Developer Sean Dunne is set to submit a planning application for a €380m office block. It would be on the site of the existing Hume House offices next to his Jurys hotel site in Ballsbridge, Dublin 4.
The development will have a gross floor area of 320,000 sqft and it will range in height from seven to 14 storeys. The planning application will be in the name of Mountbrook Riverside IV Development Ltd., whose directors also include Peter Halpenny, Ross Connolly and Brian O'Neill.
Mr Dunne acquired the building for the equivalent of about €130m back in 2006 when he did a swap deal with Irish Life whereby he got the 80,000 sqft Hume House building -- and in return Irish Life's investment funds received a much larger 133,000 sqft office block.
This is located in the Grand Canal Docks and the Mountbrook group built and leased it to leading legal firm, Matheson Ormsby Prentice (MOP).
Hume House covers an area of around two-thirds of an acre, which implied a valuation of some €195m per acre, a new record for property prices in Ballsbridge in 2006.
Meanwhile, nearby, Bord Pleanala is currently considering Mr Dunne's plans for a €1bn mixed-use development on the Jurys hotel sites which will include a 37-storey tower standing 132 metres, sculpted like a diamond.
He has already received Dublin City Council approval for 294 family-sized apartments, a 13-storey 232-bedroom hotel, a 16-storey embassy building, and a cultural centre.

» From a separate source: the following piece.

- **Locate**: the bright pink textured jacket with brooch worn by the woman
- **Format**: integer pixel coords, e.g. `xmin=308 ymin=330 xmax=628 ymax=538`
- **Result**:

However, he plans to seek further development on the site while the appeals board received a record 127 submissions about the plans.
The Hume House site is separated from the Jurys site by the former 2.2-acre Veterinary College site which is owned by Ray Grehan who has also received Dublin City Council's approval for a €600m development including 200,000 sqft of offices as well as a 15-storey apartment tower.
Designed by HKR Architects, Grehan's development is known as Number One Ballsbridge and will include 109 apartments along with shops and leisure space.
Mr Grehan's Glenkerrin Group paid €171.56m for the site in 2005.
That set a new record price per acre for development land topping the €380m which Mr Dunne paid earlier that year for the Jurys and Berkeley Court sites.